É uma fase interessante para os medalhões da MPB. Melhor deixarem as barbas de molho, porque o destino anda pregando peças.

Gilberto Gil é autor do clássico Refazenda: “abacateiro, acataremos teu ato, nós também somos do mato como o pato e o leão”. E também de Refavela: “quando se arranca do seu barraco prum bloco do BNH”. E ainda de Refestança: “só não pode quem não quiser ver que o céu da Terra é azul”.

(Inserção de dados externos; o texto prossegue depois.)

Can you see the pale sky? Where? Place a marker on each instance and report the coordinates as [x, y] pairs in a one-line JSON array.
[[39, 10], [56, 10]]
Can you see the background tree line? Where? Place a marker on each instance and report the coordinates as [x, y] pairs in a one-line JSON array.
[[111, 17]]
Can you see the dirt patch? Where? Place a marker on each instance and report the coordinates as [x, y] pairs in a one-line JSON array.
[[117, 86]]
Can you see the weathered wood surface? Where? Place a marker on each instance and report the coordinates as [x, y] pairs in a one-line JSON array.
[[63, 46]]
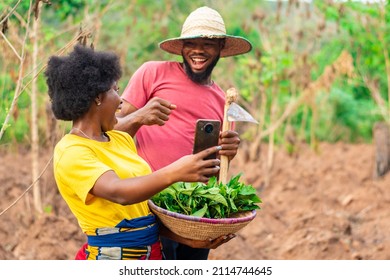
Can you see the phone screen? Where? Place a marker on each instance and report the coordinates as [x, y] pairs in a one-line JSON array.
[[206, 135]]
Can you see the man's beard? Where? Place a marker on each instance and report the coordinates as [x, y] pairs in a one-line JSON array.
[[199, 78]]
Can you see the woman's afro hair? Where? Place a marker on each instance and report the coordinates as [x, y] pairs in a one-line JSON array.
[[74, 81]]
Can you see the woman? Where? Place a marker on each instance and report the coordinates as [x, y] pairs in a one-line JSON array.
[[97, 170]]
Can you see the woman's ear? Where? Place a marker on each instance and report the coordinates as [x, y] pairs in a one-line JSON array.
[[98, 101]]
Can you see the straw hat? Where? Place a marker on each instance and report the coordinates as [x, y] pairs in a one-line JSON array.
[[205, 22]]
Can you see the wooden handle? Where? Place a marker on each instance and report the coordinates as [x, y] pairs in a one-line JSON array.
[[231, 96]]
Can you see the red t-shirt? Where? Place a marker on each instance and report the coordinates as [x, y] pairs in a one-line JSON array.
[[161, 145]]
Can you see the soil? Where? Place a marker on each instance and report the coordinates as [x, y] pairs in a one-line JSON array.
[[317, 205]]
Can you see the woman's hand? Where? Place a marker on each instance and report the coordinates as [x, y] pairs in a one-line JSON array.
[[193, 168]]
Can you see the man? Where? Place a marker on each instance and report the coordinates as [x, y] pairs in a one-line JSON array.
[[175, 95]]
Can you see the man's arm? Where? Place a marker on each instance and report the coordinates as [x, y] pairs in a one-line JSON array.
[[156, 111]]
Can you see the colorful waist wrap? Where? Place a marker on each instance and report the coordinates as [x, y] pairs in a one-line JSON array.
[[142, 231]]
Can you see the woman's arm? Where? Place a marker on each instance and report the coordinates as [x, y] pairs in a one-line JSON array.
[[190, 168]]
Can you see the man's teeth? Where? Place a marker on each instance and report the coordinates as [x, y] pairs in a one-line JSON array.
[[199, 59]]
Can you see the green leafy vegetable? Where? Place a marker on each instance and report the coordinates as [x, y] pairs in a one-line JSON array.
[[211, 200]]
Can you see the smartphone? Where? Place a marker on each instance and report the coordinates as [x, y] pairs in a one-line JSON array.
[[206, 136]]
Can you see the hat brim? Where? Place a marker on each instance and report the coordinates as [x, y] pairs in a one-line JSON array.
[[234, 45]]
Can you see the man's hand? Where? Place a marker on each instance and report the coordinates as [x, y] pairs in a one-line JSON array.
[[229, 140], [156, 111]]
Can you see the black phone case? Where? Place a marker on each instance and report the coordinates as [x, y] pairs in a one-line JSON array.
[[206, 137]]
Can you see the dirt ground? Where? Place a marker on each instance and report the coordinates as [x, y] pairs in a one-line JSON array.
[[316, 206]]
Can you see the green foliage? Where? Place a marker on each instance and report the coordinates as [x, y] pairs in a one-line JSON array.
[[289, 52], [211, 200]]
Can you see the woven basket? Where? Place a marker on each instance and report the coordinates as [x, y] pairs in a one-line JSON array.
[[197, 228]]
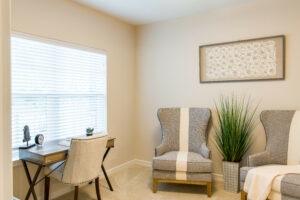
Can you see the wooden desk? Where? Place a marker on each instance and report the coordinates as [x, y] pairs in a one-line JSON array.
[[49, 153]]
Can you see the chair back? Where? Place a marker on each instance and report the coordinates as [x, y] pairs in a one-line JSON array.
[[277, 128], [184, 129], [84, 159]]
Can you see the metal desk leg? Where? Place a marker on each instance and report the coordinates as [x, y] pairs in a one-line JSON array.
[[103, 169], [33, 181]]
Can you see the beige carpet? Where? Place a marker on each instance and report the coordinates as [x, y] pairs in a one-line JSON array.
[[134, 183]]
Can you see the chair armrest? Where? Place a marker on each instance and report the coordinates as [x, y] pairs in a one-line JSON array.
[[160, 149], [205, 152], [262, 158]]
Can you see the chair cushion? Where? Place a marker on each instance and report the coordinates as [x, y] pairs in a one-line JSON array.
[[182, 161]]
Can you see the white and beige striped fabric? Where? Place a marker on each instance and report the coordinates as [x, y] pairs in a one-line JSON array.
[[184, 136]]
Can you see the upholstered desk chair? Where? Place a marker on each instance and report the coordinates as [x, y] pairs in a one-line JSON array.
[[82, 165], [183, 157], [277, 129]]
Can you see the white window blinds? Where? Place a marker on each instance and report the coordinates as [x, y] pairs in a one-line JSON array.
[[57, 90]]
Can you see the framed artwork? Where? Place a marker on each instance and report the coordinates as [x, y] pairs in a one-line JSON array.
[[244, 60]]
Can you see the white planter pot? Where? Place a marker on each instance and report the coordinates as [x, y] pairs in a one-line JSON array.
[[231, 171]]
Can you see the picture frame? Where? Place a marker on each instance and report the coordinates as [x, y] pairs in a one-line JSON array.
[[244, 60]]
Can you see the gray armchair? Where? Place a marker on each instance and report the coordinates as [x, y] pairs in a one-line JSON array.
[[183, 157], [277, 128]]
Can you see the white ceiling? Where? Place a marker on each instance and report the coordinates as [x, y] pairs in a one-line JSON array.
[[139, 12]]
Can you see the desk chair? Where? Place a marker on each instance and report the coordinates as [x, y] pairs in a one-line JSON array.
[[183, 156], [82, 165]]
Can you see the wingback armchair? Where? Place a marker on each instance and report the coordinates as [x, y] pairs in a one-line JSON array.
[[183, 157], [277, 124]]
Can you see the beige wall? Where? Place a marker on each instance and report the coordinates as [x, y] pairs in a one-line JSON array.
[[168, 65], [68, 21], [5, 136]]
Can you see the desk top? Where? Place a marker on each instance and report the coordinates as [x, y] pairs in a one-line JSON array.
[[50, 152]]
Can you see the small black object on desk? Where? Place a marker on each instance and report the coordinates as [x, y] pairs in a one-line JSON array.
[[27, 138]]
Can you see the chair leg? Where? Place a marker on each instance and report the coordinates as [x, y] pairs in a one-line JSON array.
[[97, 188], [243, 195], [47, 188], [76, 193], [209, 189], [154, 185]]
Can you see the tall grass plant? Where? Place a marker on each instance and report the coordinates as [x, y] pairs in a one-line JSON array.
[[236, 121]]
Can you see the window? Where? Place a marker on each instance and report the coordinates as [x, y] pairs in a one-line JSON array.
[[58, 89]]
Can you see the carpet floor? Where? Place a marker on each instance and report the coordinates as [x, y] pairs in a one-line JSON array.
[[135, 183]]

Pois vejam o destino, às vezes dado a ironias que flertam com o lirismo e a poesia (ou com a tragicomédia, que seja), a fazer com que justamente o compositor se coloque nessa situação. Vamos aos fatos.

Em 1997, Gil comprou parte de uma fazenda na Bahia, pertencente então a Rogério Araújo, um parceiro histórico e grande artista (responsável, vejam só, pelo projeto gráfico também do disco Refazenda).

Araújo acabou vendendo a propriedade toda, sem avisar ao cantor baiano, de modo que pelas tantas Gil decidiu doar sua parte ao MST (isso já em 2003). Desde então, porém, nada de Refestança. E não se sabe se há Refavela, já que os líderes dos sem-terra evitaram falar com a reportagem da Folha.

Curiosamente, ainda ontem falamos de Caetano Veloso, por conta de um show realizado em Paris no qual alguns fãs gritaram “Fora, Temer!” e a internet reagiu fazendo piada. Agora, o parceiro de toda uma vida musical também surge no noticiário, e igualmente de forma nada louvável ao ex-governo. Dias atrás, foi Chico.

Hora dos medalhões restantes da MPB ficarem com as barbas de molho. O destino, de novo ele, parece estar atuando de sua maneira irônica.